On 18/10/2009, at 02:45 , Richard Frith-Macdonald wrote:


On 17 Oct 2009, at 12:04, Philippe Roussel wrote:

On Sat, Oct 17, 2009 at 07:02:12AM +0100, Richard Frith-Macdonald wrote:
It sounds reasonable to allow interface style to control that sort of
thing, and the behavior you suggest makes sense for a windows app.

Just for the record, I like the vertical menus :o)

Anyway ... see what you think of the change to allow unhide by showing
<snip>
miniaturised windows (eg in a task bar).

It works for me (under Metacity), thanks Richard ! I think this is a
big step for better integration. I would prefer something to appear in the task bar instead (so demanding...) of the appicon but it's a start.

<snip>
One option might be to scrap the backend miniaturisation/ deminiaturisation API entirely, and have the frontend strictly implement that using the window/miniwindow counterpart pairing. So to miniaturise a window, we order in the counterpart miniwindow (implicitly ordering the main window out), and to deminiaturise the window, we order it in (implicitly ordering the miniwindow out), and let the backend decide what it's going to do about the way it displays that on-screen. In the case where we don't have real counterpart miniwindows because the window manager is actually just putting labels on a taskbar, i guess the backend could provide some sort of dummy placeholder.

Anyway .. that's just an idea ... don't know how much it would really help simplify things.

Actually, I think it would simplify things a great deal if we dropped the miniwindow entirely.

I believe the fundamental problem here is one of design and the flaw is trying to get -gui to handle miniwindows. For any compatibility desktop we want to consider (GNOME, KDE, MS-WIN...) the answer is conceptually straight-forward: a window sets its state to whatever, including MAXIMIZED, ICONIFIED/ MINIMISED
  the desktop environment does the display

So what -gui should be doing is just that, setting the window state appropriately and letting the backend translate that into the desktop environment.

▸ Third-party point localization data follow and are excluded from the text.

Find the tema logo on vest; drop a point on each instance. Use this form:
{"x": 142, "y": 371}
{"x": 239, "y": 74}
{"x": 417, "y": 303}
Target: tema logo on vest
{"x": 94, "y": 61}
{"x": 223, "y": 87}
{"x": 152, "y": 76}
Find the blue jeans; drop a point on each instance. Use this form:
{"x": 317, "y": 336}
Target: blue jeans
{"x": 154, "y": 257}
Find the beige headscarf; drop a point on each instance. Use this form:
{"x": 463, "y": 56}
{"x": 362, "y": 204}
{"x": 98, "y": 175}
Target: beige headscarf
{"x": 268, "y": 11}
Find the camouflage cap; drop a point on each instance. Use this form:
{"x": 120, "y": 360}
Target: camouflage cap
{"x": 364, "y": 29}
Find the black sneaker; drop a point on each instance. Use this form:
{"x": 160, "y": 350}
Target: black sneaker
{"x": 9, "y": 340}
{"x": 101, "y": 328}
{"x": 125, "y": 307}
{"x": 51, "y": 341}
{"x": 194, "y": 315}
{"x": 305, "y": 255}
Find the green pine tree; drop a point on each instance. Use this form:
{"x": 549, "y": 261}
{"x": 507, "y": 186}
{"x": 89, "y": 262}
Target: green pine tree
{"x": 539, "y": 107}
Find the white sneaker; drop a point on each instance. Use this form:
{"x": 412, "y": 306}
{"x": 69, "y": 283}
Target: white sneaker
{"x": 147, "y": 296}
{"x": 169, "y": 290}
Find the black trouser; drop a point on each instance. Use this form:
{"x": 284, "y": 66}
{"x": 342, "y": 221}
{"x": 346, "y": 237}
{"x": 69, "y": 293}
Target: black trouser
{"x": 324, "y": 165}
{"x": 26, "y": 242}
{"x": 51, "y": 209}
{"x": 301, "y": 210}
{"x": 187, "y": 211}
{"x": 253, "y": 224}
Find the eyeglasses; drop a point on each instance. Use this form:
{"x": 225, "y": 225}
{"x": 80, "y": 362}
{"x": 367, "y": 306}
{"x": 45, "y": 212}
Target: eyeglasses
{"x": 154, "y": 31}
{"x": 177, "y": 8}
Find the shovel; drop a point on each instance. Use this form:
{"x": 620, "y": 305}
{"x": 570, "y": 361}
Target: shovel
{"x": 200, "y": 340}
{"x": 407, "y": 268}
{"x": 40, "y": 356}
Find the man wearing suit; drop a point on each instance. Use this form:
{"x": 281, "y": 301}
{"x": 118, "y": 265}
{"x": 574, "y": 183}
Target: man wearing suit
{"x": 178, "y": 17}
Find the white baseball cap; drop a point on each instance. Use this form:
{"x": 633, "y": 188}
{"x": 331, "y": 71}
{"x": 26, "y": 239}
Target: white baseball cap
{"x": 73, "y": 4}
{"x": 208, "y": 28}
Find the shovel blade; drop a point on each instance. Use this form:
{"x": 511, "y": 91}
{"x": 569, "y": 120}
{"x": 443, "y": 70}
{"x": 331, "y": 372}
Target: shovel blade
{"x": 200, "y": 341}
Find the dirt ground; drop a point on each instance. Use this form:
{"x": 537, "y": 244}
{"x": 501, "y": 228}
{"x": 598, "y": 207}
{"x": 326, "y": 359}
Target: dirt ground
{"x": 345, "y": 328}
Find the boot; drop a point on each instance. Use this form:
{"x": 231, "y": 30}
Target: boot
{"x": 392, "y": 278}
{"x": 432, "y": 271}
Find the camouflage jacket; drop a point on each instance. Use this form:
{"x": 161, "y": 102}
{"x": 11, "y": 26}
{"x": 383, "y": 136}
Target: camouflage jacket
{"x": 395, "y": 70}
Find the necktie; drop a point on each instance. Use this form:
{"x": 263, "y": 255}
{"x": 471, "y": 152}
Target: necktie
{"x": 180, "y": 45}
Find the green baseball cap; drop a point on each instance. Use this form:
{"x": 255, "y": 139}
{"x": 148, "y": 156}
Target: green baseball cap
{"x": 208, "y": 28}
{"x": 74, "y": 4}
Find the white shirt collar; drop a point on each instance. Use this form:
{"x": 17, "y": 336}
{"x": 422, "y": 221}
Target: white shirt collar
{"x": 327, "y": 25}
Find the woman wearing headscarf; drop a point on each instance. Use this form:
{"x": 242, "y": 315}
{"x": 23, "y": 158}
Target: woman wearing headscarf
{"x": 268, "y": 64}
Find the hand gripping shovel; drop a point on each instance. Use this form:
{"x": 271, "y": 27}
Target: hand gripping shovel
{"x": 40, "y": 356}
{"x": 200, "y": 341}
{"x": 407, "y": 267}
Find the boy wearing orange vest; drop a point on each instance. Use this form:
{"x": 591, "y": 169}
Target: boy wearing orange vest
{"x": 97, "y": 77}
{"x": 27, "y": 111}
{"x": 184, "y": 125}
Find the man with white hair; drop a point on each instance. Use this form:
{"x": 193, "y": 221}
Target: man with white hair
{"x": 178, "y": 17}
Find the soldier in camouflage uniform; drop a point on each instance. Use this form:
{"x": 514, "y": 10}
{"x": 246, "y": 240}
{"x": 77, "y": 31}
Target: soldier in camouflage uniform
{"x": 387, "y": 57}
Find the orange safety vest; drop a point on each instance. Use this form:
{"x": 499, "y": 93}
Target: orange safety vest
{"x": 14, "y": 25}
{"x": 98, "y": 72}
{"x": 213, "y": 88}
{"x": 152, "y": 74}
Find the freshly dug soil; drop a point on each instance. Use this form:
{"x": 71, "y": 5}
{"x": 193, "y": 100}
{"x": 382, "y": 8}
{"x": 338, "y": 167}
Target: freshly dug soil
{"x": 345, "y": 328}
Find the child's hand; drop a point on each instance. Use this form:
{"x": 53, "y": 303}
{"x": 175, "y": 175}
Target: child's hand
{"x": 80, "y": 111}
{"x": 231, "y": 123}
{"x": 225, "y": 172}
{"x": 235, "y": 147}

The architecture is supposed to go like this:

The application handles it's windows and draw in them/etc. This is - gui & -back.

The window manager decorates the windows and provides the mechanisms for users to interact with them. (Move them around, re-layer, pin, show/hide, whatever)

The application manager (pager) handles launching applications, showing what is running and switching between them. This is the taskbar / kicker / fiend / dock thing. This is the thing which would be displaying miniwindows for those desktop environments where its appropriate.

It seems to me that we're trying to get -gui/back to sometimes be a window manager and sometimes be an application manager and getting (understandably) very confused.